If you have homeowners or renters insurance, odds are at least some coverage will apply to your belongings during your move. Most insurance policies protect belongings away from home, but different coverage limits may apply—it’s best to ask your insurance company for specifics.
U-Haul’s insurance might come in handy if your personal property coverage won’t provide enough protection on the road. It offers limits of up to $25,000 for a one-way, out-of-town rental, with a $100 deductible. Remember that U-Haul policies offer compensation for the actual cash value of your items, meaning they’ll pay for you to replace your 5-year-old TV with another 5-year-old TV, not a new one.
However, you may not need additional coverage for one of your most valuable personal items. Even though your car insurance won’t cover your van, it will cover your car if it’s being towed by that van. As long as you have collision or comprehensive insurance, any damages that occur to your car on your way to your new home should be covered.
Are you protected?
Even if the moving van and your personal items are protected, your move could still end up costing more than you bargained for if you’re held personally liable for any damage.
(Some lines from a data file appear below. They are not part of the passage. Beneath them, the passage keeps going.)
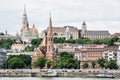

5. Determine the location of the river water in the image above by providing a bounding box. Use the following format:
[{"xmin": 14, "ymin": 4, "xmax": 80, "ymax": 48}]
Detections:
[{"xmin": 0, "ymin": 77, "xmax": 120, "ymax": 80}]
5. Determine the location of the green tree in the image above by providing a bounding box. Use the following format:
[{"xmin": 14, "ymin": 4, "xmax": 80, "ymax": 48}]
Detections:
[
  {"xmin": 32, "ymin": 56, "xmax": 47, "ymax": 69},
  {"xmin": 46, "ymin": 59, "xmax": 52, "ymax": 69},
  {"xmin": 31, "ymin": 38, "xmax": 42, "ymax": 48},
  {"xmin": 106, "ymin": 60, "xmax": 118, "ymax": 69},
  {"xmin": 0, "ymin": 38, "xmax": 16, "ymax": 49},
  {"xmin": 6, "ymin": 54, "xmax": 32, "ymax": 68},
  {"xmin": 92, "ymin": 61, "xmax": 96, "ymax": 68},
  {"xmin": 93, "ymin": 39, "xmax": 102, "ymax": 44},
  {"xmin": 0, "ymin": 33, "xmax": 5, "ymax": 35},
  {"xmin": 97, "ymin": 58, "xmax": 106, "ymax": 68},
  {"xmin": 25, "ymin": 46, "xmax": 34, "ymax": 51},
  {"xmin": 82, "ymin": 62, "xmax": 88, "ymax": 69},
  {"xmin": 54, "ymin": 52, "xmax": 80, "ymax": 69},
  {"xmin": 8, "ymin": 57, "xmax": 25, "ymax": 69}
]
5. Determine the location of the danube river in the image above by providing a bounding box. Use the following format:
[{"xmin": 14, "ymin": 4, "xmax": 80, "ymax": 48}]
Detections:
[{"xmin": 0, "ymin": 77, "xmax": 120, "ymax": 80}]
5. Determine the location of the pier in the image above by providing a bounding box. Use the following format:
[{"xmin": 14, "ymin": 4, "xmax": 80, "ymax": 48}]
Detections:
[{"xmin": 0, "ymin": 69, "xmax": 120, "ymax": 78}]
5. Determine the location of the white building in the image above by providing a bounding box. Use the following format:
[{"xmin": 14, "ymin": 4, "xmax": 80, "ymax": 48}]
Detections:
[
  {"xmin": 0, "ymin": 49, "xmax": 7, "ymax": 66},
  {"xmin": 11, "ymin": 44, "xmax": 25, "ymax": 52},
  {"xmin": 20, "ymin": 6, "xmax": 39, "ymax": 44}
]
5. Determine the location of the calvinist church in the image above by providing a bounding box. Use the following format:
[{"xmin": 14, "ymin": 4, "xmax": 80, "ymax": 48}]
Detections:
[{"xmin": 32, "ymin": 13, "xmax": 55, "ymax": 67}]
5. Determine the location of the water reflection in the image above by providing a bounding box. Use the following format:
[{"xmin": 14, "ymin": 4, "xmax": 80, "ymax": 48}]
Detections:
[{"xmin": 0, "ymin": 77, "xmax": 120, "ymax": 80}]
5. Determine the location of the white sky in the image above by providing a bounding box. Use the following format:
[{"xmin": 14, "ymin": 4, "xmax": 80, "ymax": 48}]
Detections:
[{"xmin": 0, "ymin": 0, "xmax": 120, "ymax": 34}]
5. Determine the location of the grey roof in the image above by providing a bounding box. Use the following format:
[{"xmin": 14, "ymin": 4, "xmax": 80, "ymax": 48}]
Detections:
[
  {"xmin": 85, "ymin": 30, "xmax": 110, "ymax": 35},
  {"xmin": 0, "ymin": 48, "xmax": 6, "ymax": 53}
]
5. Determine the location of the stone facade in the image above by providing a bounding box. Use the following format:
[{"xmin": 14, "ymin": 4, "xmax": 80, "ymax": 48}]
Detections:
[
  {"xmin": 0, "ymin": 49, "xmax": 7, "ymax": 66},
  {"xmin": 40, "ymin": 26, "xmax": 79, "ymax": 40},
  {"xmin": 20, "ymin": 8, "xmax": 38, "ymax": 43},
  {"xmin": 32, "ymin": 14, "xmax": 55, "ymax": 63}
]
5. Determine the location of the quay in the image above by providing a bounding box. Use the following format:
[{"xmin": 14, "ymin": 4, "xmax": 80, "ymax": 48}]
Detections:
[{"xmin": 0, "ymin": 69, "xmax": 120, "ymax": 78}]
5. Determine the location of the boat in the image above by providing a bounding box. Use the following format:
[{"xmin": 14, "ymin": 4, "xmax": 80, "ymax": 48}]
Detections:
[{"xmin": 42, "ymin": 70, "xmax": 58, "ymax": 77}]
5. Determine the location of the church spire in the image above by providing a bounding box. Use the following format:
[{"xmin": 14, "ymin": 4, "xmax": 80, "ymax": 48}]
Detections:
[
  {"xmin": 23, "ymin": 5, "xmax": 29, "ymax": 27},
  {"xmin": 48, "ymin": 12, "xmax": 52, "ymax": 36},
  {"xmin": 46, "ymin": 13, "xmax": 54, "ymax": 61}
]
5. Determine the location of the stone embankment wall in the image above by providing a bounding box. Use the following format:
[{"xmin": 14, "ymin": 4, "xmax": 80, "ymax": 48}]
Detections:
[{"xmin": 0, "ymin": 69, "xmax": 120, "ymax": 78}]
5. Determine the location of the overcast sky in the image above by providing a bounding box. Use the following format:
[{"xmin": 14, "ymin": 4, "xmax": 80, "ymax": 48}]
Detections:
[{"xmin": 0, "ymin": 0, "xmax": 120, "ymax": 34}]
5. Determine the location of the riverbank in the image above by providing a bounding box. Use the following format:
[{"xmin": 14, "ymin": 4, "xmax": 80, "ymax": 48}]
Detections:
[{"xmin": 0, "ymin": 69, "xmax": 120, "ymax": 78}]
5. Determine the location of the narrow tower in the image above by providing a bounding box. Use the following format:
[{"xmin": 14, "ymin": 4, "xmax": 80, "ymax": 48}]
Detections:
[
  {"xmin": 23, "ymin": 5, "xmax": 29, "ymax": 27},
  {"xmin": 82, "ymin": 21, "xmax": 87, "ymax": 33},
  {"xmin": 46, "ymin": 14, "xmax": 54, "ymax": 61}
]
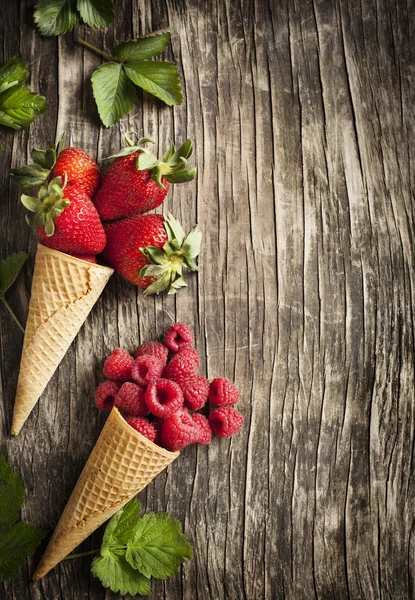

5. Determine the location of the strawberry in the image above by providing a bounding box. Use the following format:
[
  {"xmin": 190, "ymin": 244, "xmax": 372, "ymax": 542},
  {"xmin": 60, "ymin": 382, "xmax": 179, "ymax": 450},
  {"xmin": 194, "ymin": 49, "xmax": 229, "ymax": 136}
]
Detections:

Like rental car companies, moving van rental services cover minimum liability with each rental, but for most customers, this isn’t enough.
Luckily, if you have a personal auto policy, your liability limits should still apply to your rental van, even though your collision coverage won’t. If not, or if you don’t have a policy, you can choose U-Haul’s, which provides protection up to $1 million.
What are your options?
Most of the big-name moving van companies—including U-Haul, Penske and Budget—have similar protection plans. In U-Haul’s case, customers can choose Safemove or Safemove Plus. Both include coverage for damage to the rental truck and your personal belongings, as well as medical and life coverage. Safemove Plus also includes driver liability for approximately twice the premium.
The company charges around $14 for Safemove and $28 for Safemove Plus for an in-town rental. Prices are relatively consistent between larger cities, like San Francisco or Chicago, and smaller ones, like Ithaca, New York. Have a longer move? Expect to pay about $42 for Safemove and $86 for Safemove Plus if your drive is around four hours, whether it’s between larger cities or smaller ones.
Penske and Budget allow customers to select from a menu of coverage options, rather than bundling. However, the insurance option alone on a Penske truck is more expensive than buying a package from U-Haul in most cases, and the difference is more pronounced the longer your move.
Take van rental companies seriously when they suggest you buy insurance—when it comes to moving vans, there are major holes in your personal auto coverage, even if you’re fully insured. But you probably don’t need all the bells and whistles, depending on how much coverage you already have.